Fresh off yesterday's release on Nonesuch of Richard Goode's recording of the complete Beethoven piano concertos with the Budapest Festival Orchestra and conductor Iván Fischer, and the pianist's solo performance last night at Carnegie Hall, Goode will join New York public radio, WNYC's Leonard Lopate for today's show. He will be performing selection from Bach and Chopin, the sources of last night's Carnegie Hall program, live in WNYC's new street-level performance space in downtown New York City. To listen online, visit wnyc.org.

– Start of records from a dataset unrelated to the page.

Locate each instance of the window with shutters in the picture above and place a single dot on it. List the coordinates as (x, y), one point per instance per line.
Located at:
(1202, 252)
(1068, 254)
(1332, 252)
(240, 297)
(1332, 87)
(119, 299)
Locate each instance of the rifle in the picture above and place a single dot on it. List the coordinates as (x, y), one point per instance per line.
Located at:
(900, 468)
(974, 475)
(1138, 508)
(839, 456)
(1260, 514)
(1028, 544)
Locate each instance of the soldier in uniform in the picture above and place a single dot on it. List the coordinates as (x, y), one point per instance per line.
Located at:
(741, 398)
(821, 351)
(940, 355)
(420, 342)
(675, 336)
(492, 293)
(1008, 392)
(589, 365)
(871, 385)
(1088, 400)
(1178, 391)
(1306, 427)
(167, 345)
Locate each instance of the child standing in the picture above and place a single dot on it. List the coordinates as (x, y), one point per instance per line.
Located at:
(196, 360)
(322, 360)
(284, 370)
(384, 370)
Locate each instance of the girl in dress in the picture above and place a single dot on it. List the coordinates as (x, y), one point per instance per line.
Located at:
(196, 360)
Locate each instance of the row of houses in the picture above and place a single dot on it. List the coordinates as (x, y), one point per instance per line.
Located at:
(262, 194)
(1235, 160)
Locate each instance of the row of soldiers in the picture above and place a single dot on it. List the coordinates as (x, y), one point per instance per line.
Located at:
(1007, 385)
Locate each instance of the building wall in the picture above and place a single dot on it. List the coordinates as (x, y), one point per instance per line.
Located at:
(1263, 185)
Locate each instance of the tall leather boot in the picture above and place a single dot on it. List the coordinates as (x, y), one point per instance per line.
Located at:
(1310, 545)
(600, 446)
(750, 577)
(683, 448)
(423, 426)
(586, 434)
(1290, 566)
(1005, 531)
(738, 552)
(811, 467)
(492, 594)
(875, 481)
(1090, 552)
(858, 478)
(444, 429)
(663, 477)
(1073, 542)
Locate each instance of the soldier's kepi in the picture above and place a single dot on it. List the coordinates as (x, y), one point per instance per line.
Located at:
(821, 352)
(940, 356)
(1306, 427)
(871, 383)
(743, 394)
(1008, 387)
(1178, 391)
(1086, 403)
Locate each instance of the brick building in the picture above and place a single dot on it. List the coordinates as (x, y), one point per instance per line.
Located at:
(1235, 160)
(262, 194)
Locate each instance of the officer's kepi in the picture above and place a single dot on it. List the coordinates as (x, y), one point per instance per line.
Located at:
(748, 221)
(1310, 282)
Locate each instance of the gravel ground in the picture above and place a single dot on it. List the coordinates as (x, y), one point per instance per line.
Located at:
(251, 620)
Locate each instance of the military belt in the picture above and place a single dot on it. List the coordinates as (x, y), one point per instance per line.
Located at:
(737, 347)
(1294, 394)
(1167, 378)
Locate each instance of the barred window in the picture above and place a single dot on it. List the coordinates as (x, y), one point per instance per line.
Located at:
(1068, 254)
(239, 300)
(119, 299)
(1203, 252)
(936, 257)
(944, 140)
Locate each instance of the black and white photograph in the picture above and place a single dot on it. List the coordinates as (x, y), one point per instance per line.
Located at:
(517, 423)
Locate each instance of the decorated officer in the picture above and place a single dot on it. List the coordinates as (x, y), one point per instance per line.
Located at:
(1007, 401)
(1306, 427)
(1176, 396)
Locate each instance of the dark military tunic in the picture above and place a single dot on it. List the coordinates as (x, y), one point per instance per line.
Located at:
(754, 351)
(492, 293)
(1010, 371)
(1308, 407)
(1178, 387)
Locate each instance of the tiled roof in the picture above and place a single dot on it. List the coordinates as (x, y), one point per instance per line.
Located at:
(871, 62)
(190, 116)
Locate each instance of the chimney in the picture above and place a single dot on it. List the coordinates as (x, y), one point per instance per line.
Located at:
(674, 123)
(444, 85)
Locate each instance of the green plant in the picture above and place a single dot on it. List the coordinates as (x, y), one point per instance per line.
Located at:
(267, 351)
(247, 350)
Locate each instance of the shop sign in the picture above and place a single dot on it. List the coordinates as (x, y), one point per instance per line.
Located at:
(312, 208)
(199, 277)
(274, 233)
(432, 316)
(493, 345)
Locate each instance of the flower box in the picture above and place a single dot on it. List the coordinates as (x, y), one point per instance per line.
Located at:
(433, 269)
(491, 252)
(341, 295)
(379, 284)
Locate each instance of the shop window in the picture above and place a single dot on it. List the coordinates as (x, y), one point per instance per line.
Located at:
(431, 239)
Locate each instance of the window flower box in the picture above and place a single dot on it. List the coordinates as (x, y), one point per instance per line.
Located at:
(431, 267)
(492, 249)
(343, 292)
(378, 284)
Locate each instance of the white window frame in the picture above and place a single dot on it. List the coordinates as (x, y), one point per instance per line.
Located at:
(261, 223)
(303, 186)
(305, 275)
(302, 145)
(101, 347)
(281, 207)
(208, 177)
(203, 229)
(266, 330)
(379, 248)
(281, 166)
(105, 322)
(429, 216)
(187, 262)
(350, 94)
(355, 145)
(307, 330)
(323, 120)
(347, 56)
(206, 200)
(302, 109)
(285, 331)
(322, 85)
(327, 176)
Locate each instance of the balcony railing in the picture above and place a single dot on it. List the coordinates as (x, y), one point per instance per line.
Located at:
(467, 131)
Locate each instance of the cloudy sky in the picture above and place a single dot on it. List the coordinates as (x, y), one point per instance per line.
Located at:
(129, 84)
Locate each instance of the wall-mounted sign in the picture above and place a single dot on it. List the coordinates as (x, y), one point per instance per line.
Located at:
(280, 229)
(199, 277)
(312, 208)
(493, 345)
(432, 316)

The Huffington Post, cross-posting a review of Goode's new three-CD set from HeadButler.com editor Jesse Kornbluth, exclaims that the release signals "a great day for classical music." Kornbluth explains in his review:
If you're in the mood to hear five of the greater piano concertos ever written—and if my experience is any guide, it's a very easy mood to slip into—then Richard Goode's your man. Oh, there are other pianists who have climbed this mountain, but of the living practitioners, Goode stands alone. He's given the bulk of his creative life to Beethoven. And it shows.
Referencing Goode's long history with the works of Beethoven, particularly his highly acclaimed recording of the complete sonatas in 1993 (the first by an American artist), Kornbluth writes, "I can only echo the reviews I've seen—Goode understands Beethoven, has absorbed this work so fully that, when he plays, it almost feels as if he's composing or improvising."
Even so, the reviewer offers, "As legendary as those recordings are, I prefer Goode's edition of Beethoven's Complete Piano Concertos." After laying out Beethoven's process for creating these masterworks and distilling the resulting pieces to "thought at its greatest possible level of refinement," Kornbluth goes on to assert why Goode, with his rich history with the composer's work, is so adept in his performances of these particular pieces: "The drama of Goode's playing is that he reduces the distance between the listener and the composer. He's not looking for fresh interpretations. He knows what's there."
Of course, the pianist is not alone in making the concertos come to life, and Kornbluth is sure to note "the excellence of Iván Fischer and the Budapest Festival Orchestra" as well. And on listening to all these players come together on the new recording, he concludes: "It didn't take long for me to feel my spirits rising, my thoughts sharpening, my world shrinking to this admirable music and feeling."